David Trilling May 6, 2013

The United Kingdom has denied entry to a Kazakh artist who does not have hands because he cannot provide fingerprints, he says. Anti-nuclear activist Karipbek Kuyukov was due to travel to Great Britain last month to attend a conference and show his paintings, he told Tengrinews. “I was denied a visa on the grounds that my fingerprints were of unsatisfactory quality. I was asked for additional fingerprints, although I physically could not give them any fingerprints. My sister who was supposed to accompany me received a visa because they took her fingerprints. Why do they need fingerprints anyway?” Kuyukov told Tengrinews.

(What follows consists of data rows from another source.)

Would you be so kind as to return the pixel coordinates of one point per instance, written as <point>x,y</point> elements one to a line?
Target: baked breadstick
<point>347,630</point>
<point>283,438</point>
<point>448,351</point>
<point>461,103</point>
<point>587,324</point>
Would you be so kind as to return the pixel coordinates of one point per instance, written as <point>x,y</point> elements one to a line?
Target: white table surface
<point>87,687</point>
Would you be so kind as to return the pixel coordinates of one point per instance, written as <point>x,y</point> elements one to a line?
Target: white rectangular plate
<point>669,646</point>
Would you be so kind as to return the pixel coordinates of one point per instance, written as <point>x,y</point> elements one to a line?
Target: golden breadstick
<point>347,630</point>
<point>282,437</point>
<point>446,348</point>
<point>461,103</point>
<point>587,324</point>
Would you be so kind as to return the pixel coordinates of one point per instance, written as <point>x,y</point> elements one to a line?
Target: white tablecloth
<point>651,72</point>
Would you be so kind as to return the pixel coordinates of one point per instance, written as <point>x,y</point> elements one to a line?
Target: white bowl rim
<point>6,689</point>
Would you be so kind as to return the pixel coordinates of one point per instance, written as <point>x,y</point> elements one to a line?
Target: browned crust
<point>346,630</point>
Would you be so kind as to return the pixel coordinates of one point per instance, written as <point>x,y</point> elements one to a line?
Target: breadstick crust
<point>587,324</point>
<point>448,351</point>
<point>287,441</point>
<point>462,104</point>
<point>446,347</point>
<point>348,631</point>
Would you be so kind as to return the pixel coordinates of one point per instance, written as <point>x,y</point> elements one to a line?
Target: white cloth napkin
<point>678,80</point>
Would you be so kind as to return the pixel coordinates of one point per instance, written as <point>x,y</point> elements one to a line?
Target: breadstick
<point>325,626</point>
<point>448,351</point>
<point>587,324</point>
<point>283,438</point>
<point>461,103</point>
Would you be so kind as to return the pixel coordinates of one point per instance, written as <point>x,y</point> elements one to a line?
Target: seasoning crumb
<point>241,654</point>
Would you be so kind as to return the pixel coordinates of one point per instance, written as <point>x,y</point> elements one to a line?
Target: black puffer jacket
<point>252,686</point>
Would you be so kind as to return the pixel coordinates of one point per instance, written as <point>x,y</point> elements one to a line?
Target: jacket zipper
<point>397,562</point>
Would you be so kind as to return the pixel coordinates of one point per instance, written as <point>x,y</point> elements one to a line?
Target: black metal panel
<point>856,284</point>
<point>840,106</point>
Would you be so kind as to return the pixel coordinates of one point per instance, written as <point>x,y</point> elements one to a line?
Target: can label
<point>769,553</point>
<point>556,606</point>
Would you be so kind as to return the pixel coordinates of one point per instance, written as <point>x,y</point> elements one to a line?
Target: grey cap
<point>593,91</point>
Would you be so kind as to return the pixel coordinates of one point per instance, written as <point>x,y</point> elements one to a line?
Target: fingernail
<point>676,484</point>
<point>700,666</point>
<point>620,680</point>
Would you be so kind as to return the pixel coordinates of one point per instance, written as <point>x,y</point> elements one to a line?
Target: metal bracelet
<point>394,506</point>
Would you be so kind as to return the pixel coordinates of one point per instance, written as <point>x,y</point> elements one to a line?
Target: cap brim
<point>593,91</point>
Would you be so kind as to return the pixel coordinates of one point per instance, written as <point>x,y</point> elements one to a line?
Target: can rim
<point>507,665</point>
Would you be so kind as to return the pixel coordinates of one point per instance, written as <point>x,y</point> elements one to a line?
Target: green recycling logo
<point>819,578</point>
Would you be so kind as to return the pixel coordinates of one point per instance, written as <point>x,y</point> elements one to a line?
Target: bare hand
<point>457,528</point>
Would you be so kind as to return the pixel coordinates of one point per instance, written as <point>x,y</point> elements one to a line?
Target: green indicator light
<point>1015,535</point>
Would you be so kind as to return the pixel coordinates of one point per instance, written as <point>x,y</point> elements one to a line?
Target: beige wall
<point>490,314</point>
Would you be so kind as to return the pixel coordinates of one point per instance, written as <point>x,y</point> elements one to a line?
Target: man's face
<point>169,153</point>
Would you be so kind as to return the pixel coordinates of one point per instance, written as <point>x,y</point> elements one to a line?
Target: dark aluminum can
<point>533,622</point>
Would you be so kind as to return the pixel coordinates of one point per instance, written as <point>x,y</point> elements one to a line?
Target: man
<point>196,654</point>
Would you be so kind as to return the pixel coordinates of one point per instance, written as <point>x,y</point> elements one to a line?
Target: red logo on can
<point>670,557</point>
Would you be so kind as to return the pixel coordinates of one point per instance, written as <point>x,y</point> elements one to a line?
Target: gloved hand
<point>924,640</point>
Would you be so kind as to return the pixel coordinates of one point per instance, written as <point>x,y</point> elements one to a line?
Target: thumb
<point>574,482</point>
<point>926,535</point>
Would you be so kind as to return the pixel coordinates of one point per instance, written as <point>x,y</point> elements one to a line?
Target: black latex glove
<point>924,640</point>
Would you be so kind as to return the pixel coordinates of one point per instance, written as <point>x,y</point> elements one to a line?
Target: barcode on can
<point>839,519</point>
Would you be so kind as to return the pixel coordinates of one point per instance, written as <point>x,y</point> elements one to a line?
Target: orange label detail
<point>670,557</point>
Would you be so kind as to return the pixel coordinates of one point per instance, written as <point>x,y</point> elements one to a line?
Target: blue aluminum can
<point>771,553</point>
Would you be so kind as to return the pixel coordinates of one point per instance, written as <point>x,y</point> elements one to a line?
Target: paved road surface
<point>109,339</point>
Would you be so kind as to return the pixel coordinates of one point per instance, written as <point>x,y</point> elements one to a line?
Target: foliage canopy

Photos he provided the embassy clearly showed he is disabled, he added, noting that he did not have any problems when he successfully applied for an American visa last year.The British Consulate in Almaty did not respond to requests for comment on May 6 within the time frame promised. Repeated calls to the British Embassy in Astana went unanswered.Kuyukov, 44, was born near the Soviet Union’s largest nuclear test site, at Semipalatinsk in what is now northeastern Kazakhstan, and attributes his disability -- he was born without hands -- to the radioactive fallout from the tests. Kuyukov has been involved in anti-nuclear campaigning for over twenty years, displaying his paintings – which he makes by holding a brush in his mouth and between his toes – around the world. Today, Kuyukov is an honorary ambassador for the Atom Project, an anti-nuclear awareness initiative founded by President Nursultan Nazarbayev. Nazarbayev closed Semipalatinsk at Kazakhstan’s independence in 1991. UPDATE: An embassy official called EurasiaNet.org on Monday evening to apologize for being unavailable, citing technical issues with the embassy's phone network. She said she could not yet comment on Mr. Kuyukov's visa.

David Trilling is Eurasianet’s managing editor.